# Normalize the wave function

1. Oct 16, 2014

### jimmycricket

1. The problem statement, all variables and given/known data
Normalize the wave function ,$\psi(x)$, where $$\psi(x)=\frac{1}{1+ix}$$.

2. Relevant equations

3. The attempt at a solution
$$\langle\psi\mid\psi\rangle= \int_{-\infty}^{\infty}\frac{1-ix}{1+x^2}\frac{1+ix}{1+x^2}dx=\int_{-\infty}^{\infty}\frac{1}{1+x^2}=\left. arctan(x)\right|_{-\infty}^{\infty}=0$$ since arctan(x) is an odd function.
Now I know a normalized wavefunction satisfies $$\langle\psi\mid\psi\rangle=1$$.
I dont know how to manipulate the given wavefunction in order to satisfy the condition.

2. Oct 16, 2014

### ShayanJ

The problem is, only when the integrand is odd, you can say the symmetric integral is zero. But in your case, the integrand is even!
Here's how it should be:
$\int_{-\infty}^\infty \frac{1}{1+x^2}dx=2 \int_{0}^\infty \frac{1}{1+x^2}dx=2 \tan^{-1}(x) |_0^\infty=(2k+1)\pi$
I should say I don't know what k to choose or even its important what k to choose or not!!!

3. Oct 17, 2014

### Orodruin

Staff Emeritus
The integrand is continuous and so must the primitive function be. Use this to fix k.

4. Oct 17, 2014

### ShayanJ

Well, this is what I think about k.
When people want to define $\tan^{-1}(x)$, they restrict the domain of $\tan(x)$ to $(-\frac \pi 2,\frac \pi 2)$ to make it one-to-one. So the range of $\tan^{-1}(x)$ is $(-\frac \pi 2,\frac \pi 2)$ and so $\lim_{x\rightarrow \infty} \tan^{-1}(x)=\frac \pi 2$.
Also it seems to me that the normalization constant doesn't have that much physical significant!

5. Oct 17, 2014

### Orodruin

Staff Emeritus
In this particular problem, it is fine to pick any branch of arctan as any branch is a primitive function to the integrand (I could add an arbitrary constant on top to boot!).
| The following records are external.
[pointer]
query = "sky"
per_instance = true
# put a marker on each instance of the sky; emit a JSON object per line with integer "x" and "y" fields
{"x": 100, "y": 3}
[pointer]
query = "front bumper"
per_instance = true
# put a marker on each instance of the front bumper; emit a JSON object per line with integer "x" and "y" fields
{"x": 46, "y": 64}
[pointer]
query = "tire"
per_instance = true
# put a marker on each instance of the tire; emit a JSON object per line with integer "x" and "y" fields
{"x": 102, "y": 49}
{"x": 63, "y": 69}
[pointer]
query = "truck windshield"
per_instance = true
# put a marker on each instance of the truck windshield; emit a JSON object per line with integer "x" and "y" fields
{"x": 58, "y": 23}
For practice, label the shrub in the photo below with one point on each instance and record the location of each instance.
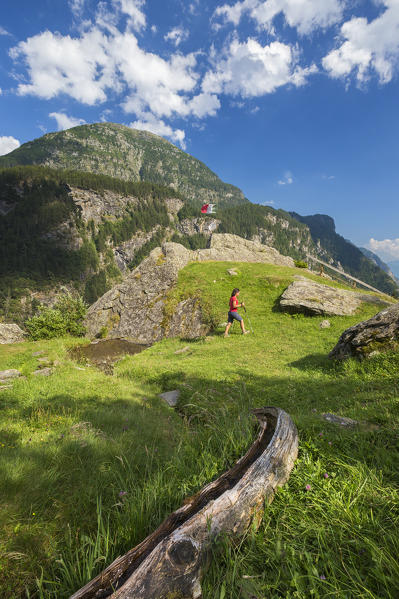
(300, 264)
(65, 318)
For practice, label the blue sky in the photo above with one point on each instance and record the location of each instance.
(293, 101)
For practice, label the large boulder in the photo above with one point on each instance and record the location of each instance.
(378, 334)
(135, 308)
(308, 297)
(11, 333)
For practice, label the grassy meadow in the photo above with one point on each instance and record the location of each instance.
(92, 463)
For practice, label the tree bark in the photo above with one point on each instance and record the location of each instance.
(171, 562)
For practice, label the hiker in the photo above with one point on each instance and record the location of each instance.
(233, 313)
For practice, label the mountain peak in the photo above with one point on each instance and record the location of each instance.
(125, 153)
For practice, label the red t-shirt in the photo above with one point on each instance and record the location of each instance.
(232, 300)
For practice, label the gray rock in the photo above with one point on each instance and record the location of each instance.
(43, 372)
(377, 334)
(225, 247)
(308, 297)
(183, 350)
(171, 397)
(9, 374)
(11, 333)
(340, 420)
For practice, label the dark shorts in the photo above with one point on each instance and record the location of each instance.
(232, 316)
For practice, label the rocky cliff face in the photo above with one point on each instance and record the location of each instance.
(136, 307)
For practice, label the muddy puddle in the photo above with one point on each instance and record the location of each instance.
(105, 353)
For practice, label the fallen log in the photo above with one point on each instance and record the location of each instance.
(172, 560)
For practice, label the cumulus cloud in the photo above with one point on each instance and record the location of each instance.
(287, 180)
(77, 7)
(304, 15)
(64, 121)
(133, 9)
(388, 249)
(159, 127)
(89, 67)
(176, 36)
(8, 144)
(249, 69)
(367, 47)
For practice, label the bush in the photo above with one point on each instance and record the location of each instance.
(65, 318)
(300, 264)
The only important thing is that you evaluate both limits of the integral in the same branch.

The normalisation constant will be important when you start evaluating expectation values, unless you want to write
$$\langle x\rangle = \frac{\langle \psi| x |\psi\rangle}{\langle \psi |\psi\rangle}$$
everywhere ... Better to just have computed $\langle \psi |\psi\rangle$ once and for all.

6. Oct 17, 2014

### ShayanJ

Yeah, that's the right way of looking at it. I missed this in my first post. Considering this, $\tan^{-1}(x)|_0^\infty$ is equal to $\frac \pi 2$ anyway!

But if we choose $|\phi\rangle=\frac{|\psi\rangle}{\sqrt{\langle \psi|\psi\rangle}}$ to be our wave function, then the normalization constant is not important.

Last edited: Oct 17, 2014
7. Oct 17, 2014

### Orodruin

Staff Emeritus
Well, then you have just normalised it using the normalisation constant $1/\sqrt{\langle \psi|\psi\rangle}$ ... This is the entire point of computing the normalisation constant.

8. Oct 17, 2014

### ShayanJ

Yeah, I know what you mean. But I was saying that if it happens that the normalization integral can give multiple values, as I wrongly thought is the case here, then its not important which one to choose.